Europa enfrenta un futuro incierto ante el dominio de la IA de EE.UU. y China

Caroline, una delegada francesa, se encuentra en uno de los aseos del Edificio de oficinas ejecutivas Eisenhower, en Washington. Es 2031 y ha viajado a la capital estadounidense para ayudar a resolver la crisis que enfrenta Europa.

En este contexto, la economía europea está en ruinas, los estados miembros sufren constantes ciberataques y dependen casi por completo de la inteligencia artificial (IA) desarrollada por Estados Unidos y China. Las opciones que tienen -alinearse con uno u otro país o mantenerse neutrales- no prometen resultados positivos. Tres años después de su visita, Caroline trabaja en Nuevo México, mientras Europa ha perdido relevancia internacional y enfrenta disturbios en sus calles.

El futuro hipotético de Europa

Este escenario, aunque hipotético, es el que prevén un grupo de investigadores europeos. Recientemente, publicaron un proyecto titulado Europe 2031, en el que narran la historia de Caroline y advierten sobre las consecuencias de no actuar para recuperar la competitividad en el terreno de la inteligencia artificial. Sus propuestas han atraído la atención de millones y de varios políticos europeos en pocas semanas.

Maximilian Negele, coautor del proyecto e investigador en la Oxford Martin AI Governance Initiative, menciona que ha recibido una respuesta positiva de la oficina de un parlamentario europeo. Sin embargo, expresa su preocupación por la falta de conciencia en Europa sobre la rapidez de los avances en IA y sus implicaciones. Advierte que, a menos que se implemente una reforma sólida, algunos aspectos de su relato podrían volverse realidad.

Proyectos de advertencia sobre IA

Europe 2031 no es el primer esfuerzo que utiliza la ficción para alertar sobre los riesgos de la inteligencia artificial. Iniciativas anteriores, como AI 2027, han explorado la posibilidad de que las máquinas amenacen a la humanidad.

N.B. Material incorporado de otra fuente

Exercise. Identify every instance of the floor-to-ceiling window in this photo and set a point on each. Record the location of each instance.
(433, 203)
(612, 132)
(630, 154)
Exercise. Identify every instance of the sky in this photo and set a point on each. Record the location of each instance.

La diferencia radica en que este nuevo proyecto enfoca el debate hacia un problema más inmediato que afecta directamente a Europa.

Los autores de Europe 2031 pronostican el futuro basándose en eventos recientes en la carrera de la IA. El relato comienza con el lanzamiento de DeepSeek, un modelo de IA chino que desafió a las herramientas estadounidenses, lo que llevó a la UE a creer erróneamente que ponerse al día en IA era asequible. Las comparaciones entre las inversiones de las tecnológicas norteamericanas y las limitadas aportaciones de la UE subrayan la magnitud de la brecha existente.

Desafíos en la capacidad de cómputo

Negele sostiene que la solución al problema no es sencilla, pero Europa puede tomar medidas. Es fundamental aumentar la capacidad de cómputo, ya que actualmente la UE posee solo alrededor del 5% de la capacidad mundial, en contraste con el 80% de Estados Unidos. Este recurso es esencial para desarrollar y utilizar la IA de manera efectiva.

La UE enfrenta dos opciones: fomentar la creación de empresas locales que puedan competir o atraer inversión internacional para establecer centros de datos en el territorio europeo. Aunque los centros de datos tienen mala reputación por su alto consumo de energía y agua, Negele argumenta que son cruciales para mantener la prosperidad y la independencia de Europa.

La importancia de la soberanía tecnológica

Ulises Cortés, director del grupo de Inteligencia Artificial de Alto Rendimiento en el Barcelona Supercomputing Center, comparte la preocupación de Negele. Resalta la necesidad de aumentar la capacidad de cómputo y construir más centros de datos, pero sugiere que estos deben ser promovidos y controlados exclusivamente por empresas europeas. Esto garantizaría la soberanía y la protección de los datos de los ciudadanos europeos, evitando que queden en manos de compañías extranjeras.